Have – And Keep – a Budget
A budget is key to managing your day-to-day spending and your personal finances. The same is true for your business financial goals, too. As an entrepreneur, it’s essential to examine your expenses and stick to a budget carefully.
Without a proper budget, you may not have the required cash flow to sustain business operations. Imagine not having the funds purchase new stock, pay your employees, or handle operating expenses. Having and sticking to a budget gives you greater flexibility to best grow your business.
Manage Your Benefits Package
If you’re the sole employee of your company, managing your benefits package is relatively simple. But if you’re considering hiring your first employee, or are already working with staff, it becomes more important. A desirable benefits package will result in more satisfied employees with better attendance and a higher commitment to meeting the company’s goals.
As a small business owner, you’re required to provide certain benefits to your employees such as:
- Time off to vote
- Paying your portion of Social Security and Medicare taxes
- Compliance with the Federal Family and Medical Leave Act.
Additional benefits, such as a retirement package, health plan, paid vacation time, or paid sick leave are entirely optional.

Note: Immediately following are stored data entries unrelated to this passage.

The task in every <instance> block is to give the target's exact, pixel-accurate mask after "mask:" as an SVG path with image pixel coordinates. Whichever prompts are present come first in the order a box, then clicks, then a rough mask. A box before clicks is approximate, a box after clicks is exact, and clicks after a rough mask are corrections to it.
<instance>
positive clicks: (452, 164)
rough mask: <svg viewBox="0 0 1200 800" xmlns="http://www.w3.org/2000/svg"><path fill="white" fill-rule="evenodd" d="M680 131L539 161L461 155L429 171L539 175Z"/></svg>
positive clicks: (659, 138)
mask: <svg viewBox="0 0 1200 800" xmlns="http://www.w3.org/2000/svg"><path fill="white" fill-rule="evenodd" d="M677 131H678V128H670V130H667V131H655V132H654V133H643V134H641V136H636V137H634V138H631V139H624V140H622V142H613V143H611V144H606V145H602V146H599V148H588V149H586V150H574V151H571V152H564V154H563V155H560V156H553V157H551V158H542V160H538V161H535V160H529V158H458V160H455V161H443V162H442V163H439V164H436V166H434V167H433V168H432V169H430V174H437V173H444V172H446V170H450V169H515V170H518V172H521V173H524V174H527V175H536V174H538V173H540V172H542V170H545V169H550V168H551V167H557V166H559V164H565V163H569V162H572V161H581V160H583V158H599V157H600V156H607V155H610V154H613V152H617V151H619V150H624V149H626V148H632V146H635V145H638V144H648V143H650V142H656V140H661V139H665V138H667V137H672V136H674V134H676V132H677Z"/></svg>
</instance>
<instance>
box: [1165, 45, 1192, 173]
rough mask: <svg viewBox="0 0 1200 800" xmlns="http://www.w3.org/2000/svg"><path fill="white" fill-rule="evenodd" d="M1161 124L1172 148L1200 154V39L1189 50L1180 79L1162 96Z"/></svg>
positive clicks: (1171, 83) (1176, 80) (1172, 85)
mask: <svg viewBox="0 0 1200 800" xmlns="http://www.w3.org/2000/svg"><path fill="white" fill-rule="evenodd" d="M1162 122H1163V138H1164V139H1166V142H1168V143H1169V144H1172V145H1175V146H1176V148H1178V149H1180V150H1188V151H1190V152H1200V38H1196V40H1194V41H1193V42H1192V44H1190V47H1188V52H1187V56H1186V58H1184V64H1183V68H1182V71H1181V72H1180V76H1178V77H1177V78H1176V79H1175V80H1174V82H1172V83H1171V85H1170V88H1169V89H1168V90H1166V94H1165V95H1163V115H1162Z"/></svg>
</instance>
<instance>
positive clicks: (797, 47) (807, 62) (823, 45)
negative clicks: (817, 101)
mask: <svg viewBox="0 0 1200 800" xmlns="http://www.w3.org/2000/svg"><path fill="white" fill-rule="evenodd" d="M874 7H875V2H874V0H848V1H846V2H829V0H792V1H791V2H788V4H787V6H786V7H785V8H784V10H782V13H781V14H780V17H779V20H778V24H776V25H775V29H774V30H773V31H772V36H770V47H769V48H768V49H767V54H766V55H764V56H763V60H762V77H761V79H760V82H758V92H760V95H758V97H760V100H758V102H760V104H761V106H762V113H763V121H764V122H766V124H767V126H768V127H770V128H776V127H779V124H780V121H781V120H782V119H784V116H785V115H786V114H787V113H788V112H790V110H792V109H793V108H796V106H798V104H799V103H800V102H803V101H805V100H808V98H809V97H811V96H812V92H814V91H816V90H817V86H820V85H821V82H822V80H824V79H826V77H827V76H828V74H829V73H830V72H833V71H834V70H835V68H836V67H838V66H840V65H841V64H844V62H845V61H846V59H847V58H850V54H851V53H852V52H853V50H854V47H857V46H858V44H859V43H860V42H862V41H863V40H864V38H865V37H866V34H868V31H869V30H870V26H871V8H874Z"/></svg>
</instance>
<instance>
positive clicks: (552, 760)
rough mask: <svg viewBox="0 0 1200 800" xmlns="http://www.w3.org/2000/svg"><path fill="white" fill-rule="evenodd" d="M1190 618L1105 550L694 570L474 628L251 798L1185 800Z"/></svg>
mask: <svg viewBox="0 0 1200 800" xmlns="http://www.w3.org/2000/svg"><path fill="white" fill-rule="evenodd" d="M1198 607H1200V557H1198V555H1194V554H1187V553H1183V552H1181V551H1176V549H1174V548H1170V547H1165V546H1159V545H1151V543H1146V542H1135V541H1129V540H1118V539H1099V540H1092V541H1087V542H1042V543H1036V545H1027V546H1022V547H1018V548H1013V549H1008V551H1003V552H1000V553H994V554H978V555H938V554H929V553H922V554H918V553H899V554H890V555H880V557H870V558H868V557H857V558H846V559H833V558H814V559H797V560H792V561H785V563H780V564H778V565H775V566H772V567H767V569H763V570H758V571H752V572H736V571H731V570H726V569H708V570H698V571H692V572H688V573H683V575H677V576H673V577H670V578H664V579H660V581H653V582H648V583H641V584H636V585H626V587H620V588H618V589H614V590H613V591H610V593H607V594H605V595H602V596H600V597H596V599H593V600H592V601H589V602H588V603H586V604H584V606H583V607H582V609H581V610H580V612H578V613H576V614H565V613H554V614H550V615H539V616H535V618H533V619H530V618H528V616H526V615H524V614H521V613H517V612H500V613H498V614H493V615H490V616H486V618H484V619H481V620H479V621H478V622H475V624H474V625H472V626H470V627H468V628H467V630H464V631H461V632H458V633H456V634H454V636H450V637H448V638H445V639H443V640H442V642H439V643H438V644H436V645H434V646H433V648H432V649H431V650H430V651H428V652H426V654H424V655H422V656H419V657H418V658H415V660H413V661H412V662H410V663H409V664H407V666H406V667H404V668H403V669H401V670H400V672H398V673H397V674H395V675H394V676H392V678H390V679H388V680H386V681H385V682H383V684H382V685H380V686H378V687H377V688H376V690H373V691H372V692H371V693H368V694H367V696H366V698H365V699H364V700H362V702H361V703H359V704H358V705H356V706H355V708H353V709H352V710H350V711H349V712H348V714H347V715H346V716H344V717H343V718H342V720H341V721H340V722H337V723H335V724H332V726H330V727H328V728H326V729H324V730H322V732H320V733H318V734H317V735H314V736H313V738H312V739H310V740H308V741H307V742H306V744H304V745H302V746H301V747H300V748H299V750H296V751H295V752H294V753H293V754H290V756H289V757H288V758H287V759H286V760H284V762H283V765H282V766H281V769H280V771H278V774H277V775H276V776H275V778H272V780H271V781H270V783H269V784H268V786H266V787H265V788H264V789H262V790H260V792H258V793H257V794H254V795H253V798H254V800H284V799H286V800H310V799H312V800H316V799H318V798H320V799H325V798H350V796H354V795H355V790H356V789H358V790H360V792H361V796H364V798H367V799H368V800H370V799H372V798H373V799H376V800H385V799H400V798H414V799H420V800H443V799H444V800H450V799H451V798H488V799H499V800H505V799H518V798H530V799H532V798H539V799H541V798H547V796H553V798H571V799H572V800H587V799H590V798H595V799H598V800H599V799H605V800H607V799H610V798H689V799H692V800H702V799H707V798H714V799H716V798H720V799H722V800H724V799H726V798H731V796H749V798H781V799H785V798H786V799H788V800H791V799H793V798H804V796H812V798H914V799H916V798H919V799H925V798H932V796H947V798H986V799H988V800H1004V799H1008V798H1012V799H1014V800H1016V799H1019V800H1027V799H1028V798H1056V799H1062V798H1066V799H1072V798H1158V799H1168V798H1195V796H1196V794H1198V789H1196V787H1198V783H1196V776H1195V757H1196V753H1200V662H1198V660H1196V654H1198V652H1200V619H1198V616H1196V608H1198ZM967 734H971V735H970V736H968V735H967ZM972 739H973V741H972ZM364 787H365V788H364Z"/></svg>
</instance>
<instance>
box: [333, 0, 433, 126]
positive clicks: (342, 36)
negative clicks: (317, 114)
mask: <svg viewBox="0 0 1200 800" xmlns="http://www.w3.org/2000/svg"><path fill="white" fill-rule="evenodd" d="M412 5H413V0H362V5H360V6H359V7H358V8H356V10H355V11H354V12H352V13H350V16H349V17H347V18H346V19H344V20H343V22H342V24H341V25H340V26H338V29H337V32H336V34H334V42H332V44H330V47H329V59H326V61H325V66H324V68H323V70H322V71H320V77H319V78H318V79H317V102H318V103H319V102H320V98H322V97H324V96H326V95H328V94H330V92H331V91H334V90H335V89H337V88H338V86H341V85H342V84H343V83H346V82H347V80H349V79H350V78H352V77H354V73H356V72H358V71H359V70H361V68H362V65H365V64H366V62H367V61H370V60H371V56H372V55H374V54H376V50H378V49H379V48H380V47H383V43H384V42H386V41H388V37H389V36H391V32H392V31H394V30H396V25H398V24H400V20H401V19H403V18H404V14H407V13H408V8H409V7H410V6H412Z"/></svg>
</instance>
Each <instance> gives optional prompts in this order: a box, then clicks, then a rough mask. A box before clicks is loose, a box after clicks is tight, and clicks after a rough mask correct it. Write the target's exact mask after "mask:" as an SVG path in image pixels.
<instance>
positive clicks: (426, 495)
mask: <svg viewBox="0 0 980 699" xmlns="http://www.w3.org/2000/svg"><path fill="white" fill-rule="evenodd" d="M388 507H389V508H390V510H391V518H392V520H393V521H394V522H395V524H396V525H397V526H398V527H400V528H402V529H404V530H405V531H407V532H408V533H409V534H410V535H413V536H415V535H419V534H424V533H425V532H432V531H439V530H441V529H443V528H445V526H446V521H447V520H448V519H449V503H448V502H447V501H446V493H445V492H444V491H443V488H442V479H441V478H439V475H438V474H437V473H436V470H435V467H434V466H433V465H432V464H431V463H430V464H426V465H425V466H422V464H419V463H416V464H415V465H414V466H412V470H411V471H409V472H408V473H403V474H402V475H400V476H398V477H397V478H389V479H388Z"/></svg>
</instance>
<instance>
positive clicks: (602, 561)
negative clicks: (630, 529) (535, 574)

However, most employers offer some or all of these benefits to attract and retain the best employees.
Accurately Understand and Manage Risk
You, like many other small business owners, know that risk is inherent in launching a new business. But you also understand that without some risk, there is no reward. By looking for the right opportunities and never betting more than you can afford to lose, you could see extraordinary growth for your business.
While it’s best to know your limits, don’t let a lack of resources get in the way of achieving your vision. Consider your plan, and have a plan B, C, D, and maybe even a plan E. That way, you’ll have options to consider in case the current pursuit doesn’t work out as planned.
Understand Social Security and Medicare Taxes
If you’ve ever worked as an employee, you understand the frustration that comes with having your take-home pay reduced due to taxes your employer withholds from your paycheck. These taxes, known as FICA withholding, are for Social Security and Medicare payroll taxes.
As an employee, you share the burden of paying these with your employer. But as an entrepreneur, you no longer have the luxury of sharing the cost of those taxes with your employer. Instead, you’re responsible for paying the employer’s portion of payroll taxes as well as the employee’s share.
To accomplish goals of any kind, you need a map to steer you in the right direction. As an entrepreneur, financial planning serves as your business success roadmap. It also helps you plan for potential roadblocks and is crucial to keep your business profits growing. To set yourself up for long-term success, you need to understand how financial planning for entrepreneurs is different. A solid financial plan for your business will give you greater stability and heighten your ability to predict and plan for potential roadblocks along the way.